Os túneis do metrô sob a Baía de Sydney foram construídos sem fechar o porto, retirar embarcações ou abrir uma vala na superfície. Em seu trecho mais profundo, a escavação avançou a cerca de 40 metros abaixo do nível do mar, atravessando materiais com comportamentos muito diferentes enquanto a cidade continuava funcionando acima.
Por que atravessar a Baía de Sydney pelo subsolo?
A ligação faz parte do Sydney Metro City & Southwest, projeto ferroviário que levou a rede de metrô da região norte até o centro da cidade. Em vez de construir outra ponte ou instalar tubos no fundo da baía, o traçado adotou dois túneis escavados abaixo do leito marinho.
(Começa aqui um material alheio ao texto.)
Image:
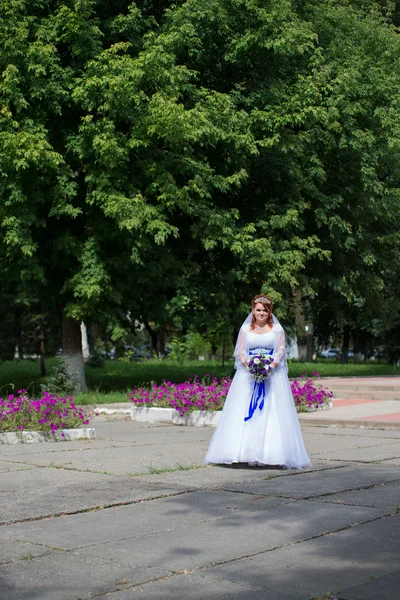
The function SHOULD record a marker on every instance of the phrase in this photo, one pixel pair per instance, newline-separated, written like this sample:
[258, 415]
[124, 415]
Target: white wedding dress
[271, 435]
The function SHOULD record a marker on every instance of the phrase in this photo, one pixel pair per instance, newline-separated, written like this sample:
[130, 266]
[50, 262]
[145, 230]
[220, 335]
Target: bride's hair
[266, 301]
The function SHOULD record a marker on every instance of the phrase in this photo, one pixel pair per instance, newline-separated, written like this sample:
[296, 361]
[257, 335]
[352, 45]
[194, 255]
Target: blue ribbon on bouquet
[258, 396]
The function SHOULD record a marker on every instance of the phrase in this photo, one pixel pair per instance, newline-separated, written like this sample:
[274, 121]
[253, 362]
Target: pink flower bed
[210, 395]
[49, 413]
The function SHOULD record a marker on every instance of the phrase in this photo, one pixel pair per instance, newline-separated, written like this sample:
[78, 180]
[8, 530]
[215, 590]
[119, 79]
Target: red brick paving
[351, 401]
[388, 417]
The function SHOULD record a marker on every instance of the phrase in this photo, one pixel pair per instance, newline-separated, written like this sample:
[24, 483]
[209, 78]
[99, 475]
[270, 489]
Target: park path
[360, 401]
[135, 514]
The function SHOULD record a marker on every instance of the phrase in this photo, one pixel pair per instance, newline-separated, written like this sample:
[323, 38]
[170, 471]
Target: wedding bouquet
[260, 367]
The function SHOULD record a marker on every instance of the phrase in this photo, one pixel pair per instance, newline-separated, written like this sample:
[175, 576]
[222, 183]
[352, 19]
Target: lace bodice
[247, 339]
[261, 340]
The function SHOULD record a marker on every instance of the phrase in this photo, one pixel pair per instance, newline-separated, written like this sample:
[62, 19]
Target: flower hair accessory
[262, 299]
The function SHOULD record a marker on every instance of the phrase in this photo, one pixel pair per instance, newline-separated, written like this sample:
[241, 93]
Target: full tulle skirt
[272, 436]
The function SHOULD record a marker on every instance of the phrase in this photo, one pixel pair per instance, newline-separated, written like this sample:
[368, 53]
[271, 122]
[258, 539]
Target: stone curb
[170, 415]
[112, 411]
[34, 437]
[348, 424]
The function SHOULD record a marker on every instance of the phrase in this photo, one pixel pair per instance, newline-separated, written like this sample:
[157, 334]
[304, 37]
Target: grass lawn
[112, 382]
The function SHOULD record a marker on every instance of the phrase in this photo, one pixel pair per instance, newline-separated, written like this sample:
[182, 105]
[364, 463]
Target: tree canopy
[156, 156]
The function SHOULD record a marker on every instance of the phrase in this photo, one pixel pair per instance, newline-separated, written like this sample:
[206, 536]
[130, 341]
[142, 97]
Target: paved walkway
[135, 514]
[365, 402]
[372, 402]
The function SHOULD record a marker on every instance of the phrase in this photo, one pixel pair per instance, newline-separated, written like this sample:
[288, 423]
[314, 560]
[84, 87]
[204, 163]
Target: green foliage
[61, 381]
[199, 152]
[95, 361]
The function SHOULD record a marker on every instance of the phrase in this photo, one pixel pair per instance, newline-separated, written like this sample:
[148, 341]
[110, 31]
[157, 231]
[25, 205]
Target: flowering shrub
[309, 396]
[210, 395]
[187, 396]
[51, 412]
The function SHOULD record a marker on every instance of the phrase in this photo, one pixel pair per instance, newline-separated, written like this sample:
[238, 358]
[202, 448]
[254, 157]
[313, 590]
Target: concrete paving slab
[238, 535]
[310, 432]
[199, 587]
[12, 550]
[137, 520]
[367, 454]
[325, 564]
[217, 476]
[69, 576]
[315, 484]
[384, 587]
[384, 495]
[119, 461]
[7, 466]
[391, 461]
[45, 492]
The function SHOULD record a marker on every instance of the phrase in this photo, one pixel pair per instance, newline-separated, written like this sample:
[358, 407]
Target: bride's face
[261, 314]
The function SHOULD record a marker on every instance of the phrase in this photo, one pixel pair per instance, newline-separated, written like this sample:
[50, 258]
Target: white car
[330, 353]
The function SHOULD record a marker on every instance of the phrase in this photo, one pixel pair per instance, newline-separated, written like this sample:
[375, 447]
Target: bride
[259, 423]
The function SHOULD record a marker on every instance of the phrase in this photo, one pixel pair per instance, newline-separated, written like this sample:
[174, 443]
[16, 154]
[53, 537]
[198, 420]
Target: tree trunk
[161, 342]
[85, 343]
[300, 325]
[41, 350]
[153, 336]
[310, 344]
[72, 352]
[346, 344]
[20, 342]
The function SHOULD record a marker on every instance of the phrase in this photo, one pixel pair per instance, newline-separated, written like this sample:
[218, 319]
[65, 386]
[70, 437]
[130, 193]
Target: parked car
[330, 353]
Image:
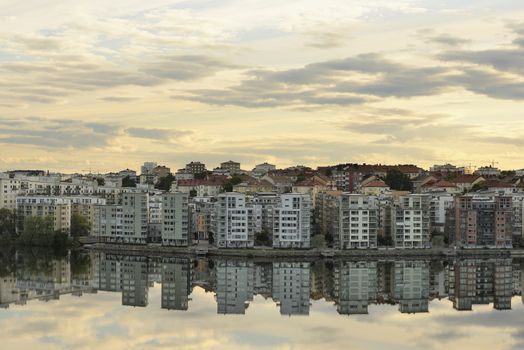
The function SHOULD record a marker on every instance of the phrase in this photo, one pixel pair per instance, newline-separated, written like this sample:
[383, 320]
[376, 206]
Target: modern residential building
[439, 206]
[147, 167]
[234, 220]
[476, 221]
[292, 221]
[195, 168]
[10, 188]
[354, 221]
[411, 221]
[175, 220]
[231, 167]
[487, 171]
[262, 169]
[58, 208]
[126, 222]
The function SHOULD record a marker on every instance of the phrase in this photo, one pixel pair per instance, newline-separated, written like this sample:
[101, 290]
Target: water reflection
[292, 285]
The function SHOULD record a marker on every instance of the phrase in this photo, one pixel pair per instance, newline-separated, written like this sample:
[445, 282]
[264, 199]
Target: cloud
[185, 67]
[170, 135]
[448, 40]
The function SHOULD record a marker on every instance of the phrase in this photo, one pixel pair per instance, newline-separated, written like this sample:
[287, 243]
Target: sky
[106, 85]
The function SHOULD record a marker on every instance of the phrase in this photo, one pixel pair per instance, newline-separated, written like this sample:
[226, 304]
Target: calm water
[102, 301]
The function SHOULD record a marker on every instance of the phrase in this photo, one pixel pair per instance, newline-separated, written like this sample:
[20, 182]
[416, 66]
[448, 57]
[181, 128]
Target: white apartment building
[175, 220]
[42, 206]
[440, 203]
[292, 221]
[9, 189]
[234, 221]
[125, 222]
[411, 221]
[355, 221]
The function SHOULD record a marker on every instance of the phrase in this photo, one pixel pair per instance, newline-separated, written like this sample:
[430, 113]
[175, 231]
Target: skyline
[95, 86]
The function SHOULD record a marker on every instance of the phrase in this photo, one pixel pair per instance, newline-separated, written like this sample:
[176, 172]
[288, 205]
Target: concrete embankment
[268, 253]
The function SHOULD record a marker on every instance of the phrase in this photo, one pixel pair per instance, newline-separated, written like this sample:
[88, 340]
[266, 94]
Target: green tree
[128, 182]
[398, 181]
[164, 183]
[80, 226]
[7, 224]
[38, 231]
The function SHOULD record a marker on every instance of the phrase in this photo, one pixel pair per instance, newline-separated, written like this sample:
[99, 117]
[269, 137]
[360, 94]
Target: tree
[398, 181]
[7, 224]
[318, 241]
[164, 183]
[128, 182]
[38, 231]
[79, 226]
[228, 186]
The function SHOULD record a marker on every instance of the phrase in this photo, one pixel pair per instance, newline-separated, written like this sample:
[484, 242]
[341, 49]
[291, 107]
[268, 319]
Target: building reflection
[481, 282]
[291, 287]
[295, 287]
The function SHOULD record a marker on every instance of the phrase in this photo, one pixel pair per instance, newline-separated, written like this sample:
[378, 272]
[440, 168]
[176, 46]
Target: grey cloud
[158, 134]
[119, 99]
[489, 84]
[185, 67]
[448, 40]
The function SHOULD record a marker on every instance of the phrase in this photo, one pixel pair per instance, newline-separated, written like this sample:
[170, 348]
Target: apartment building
[477, 221]
[231, 167]
[175, 220]
[292, 221]
[234, 220]
[355, 221]
[411, 221]
[43, 206]
[125, 222]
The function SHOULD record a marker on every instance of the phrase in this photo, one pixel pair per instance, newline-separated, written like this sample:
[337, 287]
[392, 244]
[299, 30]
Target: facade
[292, 221]
[175, 220]
[147, 168]
[58, 208]
[263, 169]
[354, 222]
[195, 168]
[231, 167]
[234, 219]
[411, 221]
[481, 222]
[9, 189]
[126, 222]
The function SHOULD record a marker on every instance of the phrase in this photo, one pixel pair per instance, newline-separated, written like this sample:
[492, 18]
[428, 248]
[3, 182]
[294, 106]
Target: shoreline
[434, 253]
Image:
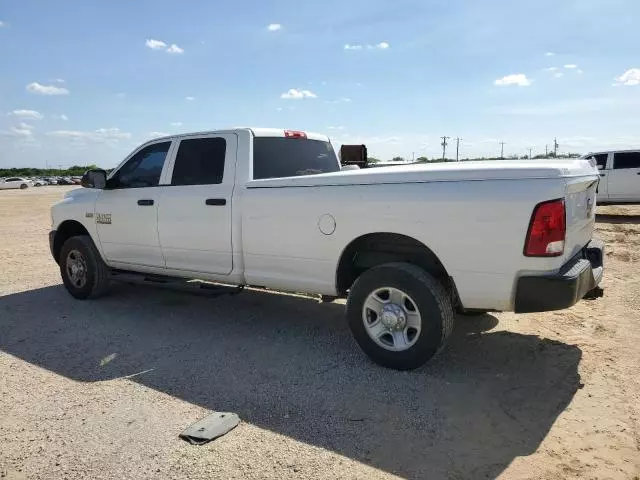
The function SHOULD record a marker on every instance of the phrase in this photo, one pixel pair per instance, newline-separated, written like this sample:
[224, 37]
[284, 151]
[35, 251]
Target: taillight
[294, 134]
[547, 230]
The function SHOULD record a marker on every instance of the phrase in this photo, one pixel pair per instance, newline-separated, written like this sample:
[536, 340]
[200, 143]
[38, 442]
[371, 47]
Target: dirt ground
[101, 389]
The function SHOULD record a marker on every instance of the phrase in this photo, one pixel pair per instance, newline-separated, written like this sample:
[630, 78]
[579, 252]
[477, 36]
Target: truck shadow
[619, 219]
[289, 364]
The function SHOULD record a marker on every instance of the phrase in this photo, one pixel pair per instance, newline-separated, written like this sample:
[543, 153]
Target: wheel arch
[66, 230]
[372, 249]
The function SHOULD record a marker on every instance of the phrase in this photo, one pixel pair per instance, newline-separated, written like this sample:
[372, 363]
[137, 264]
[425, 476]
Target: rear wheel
[400, 315]
[84, 274]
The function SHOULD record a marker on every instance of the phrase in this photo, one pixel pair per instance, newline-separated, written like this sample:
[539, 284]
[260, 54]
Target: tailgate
[580, 202]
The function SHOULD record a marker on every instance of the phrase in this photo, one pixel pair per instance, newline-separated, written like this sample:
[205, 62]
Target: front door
[126, 211]
[624, 179]
[194, 213]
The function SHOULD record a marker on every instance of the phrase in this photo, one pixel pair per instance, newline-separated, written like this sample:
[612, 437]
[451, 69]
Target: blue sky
[85, 82]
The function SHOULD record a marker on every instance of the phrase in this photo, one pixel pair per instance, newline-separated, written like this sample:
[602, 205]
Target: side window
[143, 169]
[626, 160]
[200, 161]
[601, 160]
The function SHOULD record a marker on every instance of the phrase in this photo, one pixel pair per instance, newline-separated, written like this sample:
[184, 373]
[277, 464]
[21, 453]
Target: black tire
[431, 298]
[473, 313]
[97, 272]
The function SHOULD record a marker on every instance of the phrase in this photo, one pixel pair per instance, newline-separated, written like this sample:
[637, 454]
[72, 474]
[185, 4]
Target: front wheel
[84, 274]
[400, 315]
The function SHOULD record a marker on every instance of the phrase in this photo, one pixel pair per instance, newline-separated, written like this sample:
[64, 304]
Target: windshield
[275, 157]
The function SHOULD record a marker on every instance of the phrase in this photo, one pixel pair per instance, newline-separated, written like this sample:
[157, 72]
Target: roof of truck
[257, 132]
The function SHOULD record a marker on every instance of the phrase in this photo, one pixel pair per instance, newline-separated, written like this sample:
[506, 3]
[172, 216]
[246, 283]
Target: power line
[444, 145]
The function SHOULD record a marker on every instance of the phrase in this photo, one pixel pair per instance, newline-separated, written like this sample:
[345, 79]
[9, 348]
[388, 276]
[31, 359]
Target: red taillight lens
[547, 230]
[294, 134]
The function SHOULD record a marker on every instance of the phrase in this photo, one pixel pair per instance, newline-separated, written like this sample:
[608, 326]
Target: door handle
[218, 202]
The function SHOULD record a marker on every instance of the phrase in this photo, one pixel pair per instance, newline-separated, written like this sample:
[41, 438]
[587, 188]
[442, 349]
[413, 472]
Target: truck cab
[619, 176]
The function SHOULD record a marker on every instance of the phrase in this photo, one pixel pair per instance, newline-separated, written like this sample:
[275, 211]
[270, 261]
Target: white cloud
[155, 44]
[295, 94]
[39, 89]
[20, 130]
[175, 49]
[519, 79]
[357, 46]
[31, 114]
[340, 100]
[102, 135]
[629, 78]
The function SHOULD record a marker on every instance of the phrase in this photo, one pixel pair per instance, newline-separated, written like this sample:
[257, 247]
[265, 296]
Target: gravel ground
[101, 389]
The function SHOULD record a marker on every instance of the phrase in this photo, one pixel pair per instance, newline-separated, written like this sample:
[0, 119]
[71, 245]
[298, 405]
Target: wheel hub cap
[393, 317]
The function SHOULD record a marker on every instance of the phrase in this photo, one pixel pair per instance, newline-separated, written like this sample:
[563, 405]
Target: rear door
[624, 178]
[194, 213]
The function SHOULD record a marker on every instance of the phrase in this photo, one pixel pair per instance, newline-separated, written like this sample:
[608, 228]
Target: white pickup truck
[408, 245]
[620, 176]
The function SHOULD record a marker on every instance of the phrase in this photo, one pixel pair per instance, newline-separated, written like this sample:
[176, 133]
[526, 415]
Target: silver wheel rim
[76, 268]
[392, 319]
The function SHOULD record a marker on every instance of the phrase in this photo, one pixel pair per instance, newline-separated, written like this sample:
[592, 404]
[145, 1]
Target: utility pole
[444, 146]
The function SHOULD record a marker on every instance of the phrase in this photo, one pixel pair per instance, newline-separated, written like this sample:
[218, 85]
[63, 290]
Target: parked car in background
[15, 182]
[619, 176]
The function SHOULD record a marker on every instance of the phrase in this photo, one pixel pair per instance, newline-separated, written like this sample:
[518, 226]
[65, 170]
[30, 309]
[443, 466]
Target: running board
[173, 283]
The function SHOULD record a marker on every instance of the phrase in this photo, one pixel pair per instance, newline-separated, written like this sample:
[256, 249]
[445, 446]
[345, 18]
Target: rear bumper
[576, 278]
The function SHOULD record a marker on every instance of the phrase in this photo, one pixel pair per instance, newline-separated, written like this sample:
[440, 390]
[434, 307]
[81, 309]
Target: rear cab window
[601, 160]
[276, 157]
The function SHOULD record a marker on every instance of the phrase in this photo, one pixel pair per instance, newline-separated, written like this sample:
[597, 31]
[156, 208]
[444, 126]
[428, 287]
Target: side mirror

A solução reduziu interferências na navegação e preservou a movimentação em uma área urbana cercada por edifícios, vias, terminais e estruturas existentes. A travessia subterrânea também permitiu conectar estações profundas sem transformar o porto em um grande canteiro de obras aberto.

Como as sondagens revelaram o terreno sob a baía?
Antes da escavação, equipes realizaram sondagens e ensaios geotécnicos para identificar camadas do subsolo, resistência das rochas e presença de água. As análises revelaram uma combinação de arenito, argila e sedimentos marinhos, com desafios principalmente nas transições entre materiais diferentes.
Esses dados orientaram a profundidade, a inclinação e os parâmetros da tuneladora. Conhecer o terreno antes da obra foi essencial para reduzir riscos de entrada de água e perda de estabilidade durante a escavação sob a baía.
Como funcionavam as máquinas tuneladoras sob o mar?
A travessia utilizou tuneladoras híbridas, conhecidas pela sigla TBM. Na dianteira, uma cabeça de corte giratória fragmentava o terreno. Atrás dela, sistemas internos removiam o material escavado, controlavam a pressão e instalavam o revestimento permanente antes que a máquina avançasse novamente.
A operação em modo pressurizado ajudava a sustentar a frente do túnel. O material cortado podia formar uma mistura controlada dentro da câmara, reduzindo o risco de entrada repentina de água subterrânea ou colapso do solo. Essa capacidade era especialmente importante nas camadas menos resistentes próximas ao fundo da baía. O avanço ocorria em ciclos cuidadosamente monitorados:
- A cabeça de corte fragmentava rocha, argila e sedimentos;
- A pressão frontal estabilizava o terreno diante da máquina;
- O material escavado era retirado por sistemas internos;
- Cilindros hidráulicos empurravam a tuneladora para a frente;
- Segmentos de concreto formavam um novo anel estrutural;
- Instrumentos de orientação corrigiam posição, nível e direção.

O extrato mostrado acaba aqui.